Diffstat (limited to 'Documentation/core-api/protection-keys.rst')
-rw-r--r--Documentation/core-api/protection-keys.rst99
1 files changed, 99 insertions, 0 deletions
diff --git a/Documentation/core-api/protection-keys.rst b/Documentation/core-api/protection-keys.rst
new file mode 100644
index 000000000000..49d9833af871
--- /dev/null
+++ b/Documentation/core-api/protection-keys.rst
@@ -0,0 +1,99 @@
+.. SPDX-License-Identifier: GPL-2.0
+
+======================
+Memory Protection Keys
+======================
+
+Memory Protection Keys for Userspace (PKU aka PKEYs) is a feature
+which is found on Intel's Skylake "Scalable Processor" Server CPUs.
+It will be avalable in future non-server parts.
+
+For anyone wishing to test or use this feature, it is available in
+Amazon's EC2 C5 instances and is known to work there using an Ubuntu
+17.04 image.
+
+Memory Protection Keys provides a mechanism for enforcing page-based
+protections, but without requiring modification of the page tables
+when an application changes protection domains. It works by
+dedicating 4 previously ignored bits in each page table entry to a
+"protection key", giving 16 possible keys.
+
+There is also a new user-accessible register (PKRU) with two separate
+bits (Access Disable and Write Disable) for each key. Being a CPU
+register, PKRU is inherently thread-local, potentially giving each
+thread a different set of protections from every other thread.
+
+There are two new instructions (RDPKRU/WRPKRU) for reading and writing
+to the new register. The feature is only available in 64-bit mode,
+even though there is theoretically space in the PAE PTEs. These
+permissions are enforced on data access only and have no effect on
+instruction fetches.
+
+Syscalls
+========
+
+There are 3 system calls which directly interact with pkeys::
+
+ int pkey_alloc(unsigned long flags, unsigned long init_access_rights)

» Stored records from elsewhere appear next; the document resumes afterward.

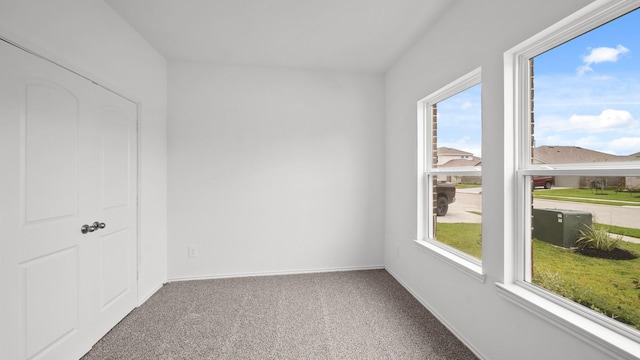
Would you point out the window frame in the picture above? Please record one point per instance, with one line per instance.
(616, 339)
(427, 172)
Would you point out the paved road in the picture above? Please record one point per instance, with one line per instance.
(466, 200)
(471, 200)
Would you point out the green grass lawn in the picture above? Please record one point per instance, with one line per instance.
(467, 186)
(609, 197)
(608, 286)
(465, 237)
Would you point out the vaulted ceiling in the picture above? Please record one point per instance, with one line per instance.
(351, 35)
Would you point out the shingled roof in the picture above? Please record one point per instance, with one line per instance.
(476, 161)
(451, 151)
(574, 154)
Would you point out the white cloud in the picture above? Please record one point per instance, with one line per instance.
(609, 119)
(601, 54)
(625, 145)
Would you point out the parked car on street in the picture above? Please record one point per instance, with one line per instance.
(544, 181)
(446, 195)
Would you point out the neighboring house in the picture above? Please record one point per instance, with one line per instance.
(575, 154)
(446, 154)
(449, 157)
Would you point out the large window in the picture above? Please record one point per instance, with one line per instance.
(449, 175)
(576, 110)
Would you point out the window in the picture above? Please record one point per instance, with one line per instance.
(576, 118)
(449, 171)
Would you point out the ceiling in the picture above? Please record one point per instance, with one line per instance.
(351, 35)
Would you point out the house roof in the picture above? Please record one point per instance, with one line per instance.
(451, 151)
(572, 154)
(476, 161)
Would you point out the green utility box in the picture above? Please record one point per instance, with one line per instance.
(560, 227)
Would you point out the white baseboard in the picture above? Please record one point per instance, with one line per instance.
(149, 295)
(440, 318)
(274, 273)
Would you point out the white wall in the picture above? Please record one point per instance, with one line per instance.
(472, 33)
(89, 37)
(274, 170)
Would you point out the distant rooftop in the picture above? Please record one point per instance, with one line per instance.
(575, 154)
(452, 151)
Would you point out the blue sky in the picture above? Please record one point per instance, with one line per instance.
(587, 91)
(459, 121)
(587, 94)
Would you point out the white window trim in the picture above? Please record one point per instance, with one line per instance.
(617, 340)
(459, 260)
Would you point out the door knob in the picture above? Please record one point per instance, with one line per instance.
(86, 228)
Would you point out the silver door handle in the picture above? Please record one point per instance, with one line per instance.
(86, 228)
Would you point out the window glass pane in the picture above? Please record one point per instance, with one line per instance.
(586, 228)
(587, 96)
(459, 129)
(586, 239)
(458, 197)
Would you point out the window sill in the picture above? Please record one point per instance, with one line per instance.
(468, 267)
(616, 345)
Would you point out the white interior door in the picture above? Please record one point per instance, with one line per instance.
(67, 158)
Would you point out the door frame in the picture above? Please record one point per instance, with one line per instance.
(29, 47)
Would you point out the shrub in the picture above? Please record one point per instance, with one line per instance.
(593, 237)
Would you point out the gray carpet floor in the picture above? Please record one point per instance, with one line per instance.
(339, 315)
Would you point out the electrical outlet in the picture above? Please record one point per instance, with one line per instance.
(192, 251)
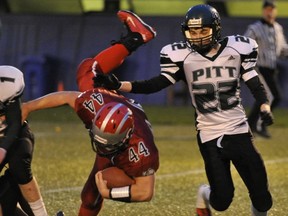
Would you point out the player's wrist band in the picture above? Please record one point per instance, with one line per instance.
(122, 194)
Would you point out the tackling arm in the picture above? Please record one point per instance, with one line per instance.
(49, 101)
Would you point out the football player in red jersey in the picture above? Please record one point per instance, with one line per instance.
(213, 67)
(132, 149)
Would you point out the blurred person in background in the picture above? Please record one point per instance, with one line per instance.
(16, 147)
(212, 67)
(272, 44)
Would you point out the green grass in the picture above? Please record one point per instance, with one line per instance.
(63, 159)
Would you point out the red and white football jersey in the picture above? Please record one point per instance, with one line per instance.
(141, 157)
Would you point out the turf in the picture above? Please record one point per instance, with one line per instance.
(63, 159)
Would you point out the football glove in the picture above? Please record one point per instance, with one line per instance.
(267, 118)
(108, 81)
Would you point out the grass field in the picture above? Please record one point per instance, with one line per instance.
(63, 159)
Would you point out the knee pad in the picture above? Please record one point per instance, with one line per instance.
(222, 201)
(20, 161)
(262, 203)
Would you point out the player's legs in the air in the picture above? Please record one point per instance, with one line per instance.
(202, 203)
(138, 34)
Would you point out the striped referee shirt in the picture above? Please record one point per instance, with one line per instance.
(271, 41)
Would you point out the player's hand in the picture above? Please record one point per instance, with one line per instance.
(2, 154)
(108, 81)
(102, 185)
(267, 118)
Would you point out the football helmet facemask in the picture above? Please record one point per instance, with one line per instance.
(201, 16)
(111, 129)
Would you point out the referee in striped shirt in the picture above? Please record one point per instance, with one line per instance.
(272, 44)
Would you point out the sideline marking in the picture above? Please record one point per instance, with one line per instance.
(163, 176)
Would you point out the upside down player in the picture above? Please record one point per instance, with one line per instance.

+ int pkey_free(int pkey);
+ int pkey_mprotect(unsigned long start, size_t len,
+ unsigned long prot, int pkey);
+
+Before a pkey can be used, it must first be allocated with
+pkey_alloc(). An application calls the WRPKRU instruction
+directly in order to change access permissions to memory covered
+with a key. In this example WRPKRU is wrapped by a C function
+called pkey_set().
+::
+
+ int real_prot = PROT_READ|PROT_WRITE;
+ pkey = pkey_alloc(0, PKEY_DISABLE_WRITE);
+ ptr = mmap(NULL, PAGE_SIZE, PROT_NONE, MAP_ANONYMOUS|MAP_PRIVATE, -1, 0);
+ ret = pkey_mprotect(ptr, PAGE_SIZE, real_prot, pkey);
+ ... application runs here
+
+Now, if the application needs to update the data at 'ptr', it can
+gain access, do the update, then remove its write access::
+
+ pkey_set(pkey, 0); // clear PKEY_DISABLE_WRITE
+ *ptr = foo; // assign something
+ pkey_set(pkey, PKEY_DISABLE_WRITE); // set PKEY_DISABLE_WRITE again
+
+Now when it frees the memory, it will also free the pkey since it
+is no longer in use::
+
+ munmap(ptr, PAGE_SIZE);
+ pkey_free(pkey);
+
+.. note:: pkey_set() is a wrapper for the RDPKRU and WRPKRU instructions.
+ An example implementation can be found in
+ tools/testing/selftests/x86/protection_keys.c.
+
+Behavior
+========
+
+The kernel attempts to make protection keys consistent with the
+behavior of a plain mprotect(). For instance if you do this::
+
+ mprotect(ptr, size, PROT_NONE);
+ something(ptr);
+
+you can expect the same effects with protection keys when doing this::
+
+ pkey = pkey_alloc(0, PKEY_DISABLE_WRITE | PKEY_DISABLE_READ);
+ pkey_mprotect(ptr, size, PROT_READ|PROT_WRITE, pkey);
+ something(ptr);
+
+That should be true whether something() is a direct access to 'ptr'
+like::
+
+ *ptr = foo;
+
+or when the kernel does the access on the application's behalf like
+with a read()::
+
+ read(fd, ptr, 1);
+
+The kernel will send a SIGSEGV in both cases, but si_code will be set
+to SEGV_PKERR when violating protection keys versus SEGV_ACCERR when
+the plain mprotect() permissions are violated.